Lectures are designed for synchronous delivery. It is not expected that the recorded version is an adequate substitute for attending.

Recorded lectures are available on Panopto through Blackboard. Log in to blackboard. Lectures are named LecXX.[Topic].[Date].mp4. Although Panopto is inconvenient, it is the only way to control access to lectures to enrolled students.

The Jupyter notebooks for lectures should be synced from gigantum following the instructions in gigantum.html. Notebooks with filenames 0X_lecture_name.ipynb are found in this project.



  • midterm released as of 8:00 am October 19, 2020.


  • final released as of 1:00 pm December 14, 2020.

Late Hours

A total of 48 late hours are permitted per semester to use as needed for projects. Late hours will be rounded up to the nearest hour, e.g. a project submitted 2.5 hours late will count as using 3 late hours.

Course Schedule

(31 August) Introduction to Parallel Programming and Gigantum

Parallelism in modern computer architectures. Performance beyond computational complexity. An introduction to the Gigantum environment for reproducibility and sharability.

  • Reading:
    • Chapter 1, Patterns for Parallel Programming
  • Lectures:
    • Introduction to Parallel Programming: 01_intro.ipynb
    • Gigantum
  • sli.do event: https://www.slido.com event code #64704

(2 September) Amdahl’s Law, Strong Scaling, and Parallel Efficiency

Amdahl’s law is the fundamental principle behind strong scaling in parallel computing. Strong scaling is the process of solving a problem of the fixed size faster with parallel resources.

(9 September) OpenMP

Lecture 3: An introduction to parallelizing serial programs based on compiler directives. Also serial equivalence, and loop parallel constructs.

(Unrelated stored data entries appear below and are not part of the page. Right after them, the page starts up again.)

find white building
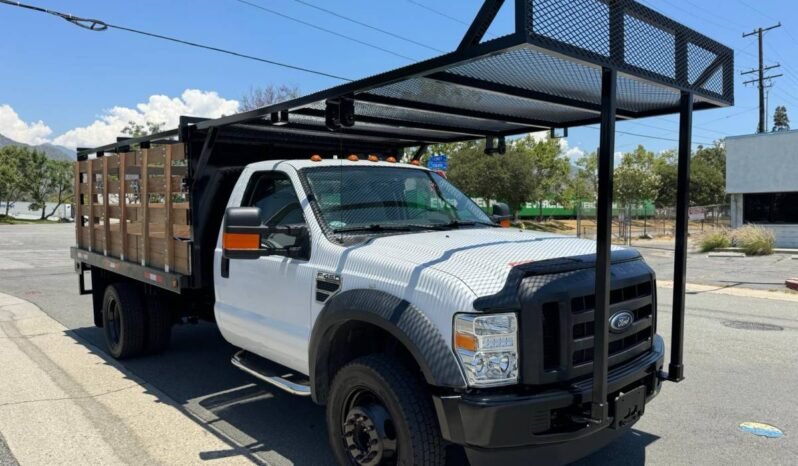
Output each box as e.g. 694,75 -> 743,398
726,130 -> 798,248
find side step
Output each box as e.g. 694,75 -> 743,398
231,350 -> 311,397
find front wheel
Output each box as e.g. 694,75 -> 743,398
326,354 -> 445,466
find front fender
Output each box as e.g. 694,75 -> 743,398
309,289 -> 466,403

(14 September) Cache Hierarchy

Lecture 4: Memory hierarchy and latency. Caching concepts: size, lines, associativity, and inclusion/exclusion. Caching microbenchmarks.

(16 September) Loop Optimization

Lecture 5: Loop Optimizations

(21 September) Moore’s Law and Factors Against Parallelism

Lecture 6: The impact of multi-core and pipelines on processing power. Moore’s law reloaded.

(23 September) Factors Against Parallelism

Lecture 7: Startup, interference, and skew.

  • Reading:
    • Chapter 2, Patterns for Parallel Programming

(28 September) Loop Dependencies and Parallel Architectures and OS Constructs

Lectures 8a and 8b: Operating system process abstraction: contexts and context switching, virtual memory, program organization in memory. Operating system threads, thread context, thread memory model.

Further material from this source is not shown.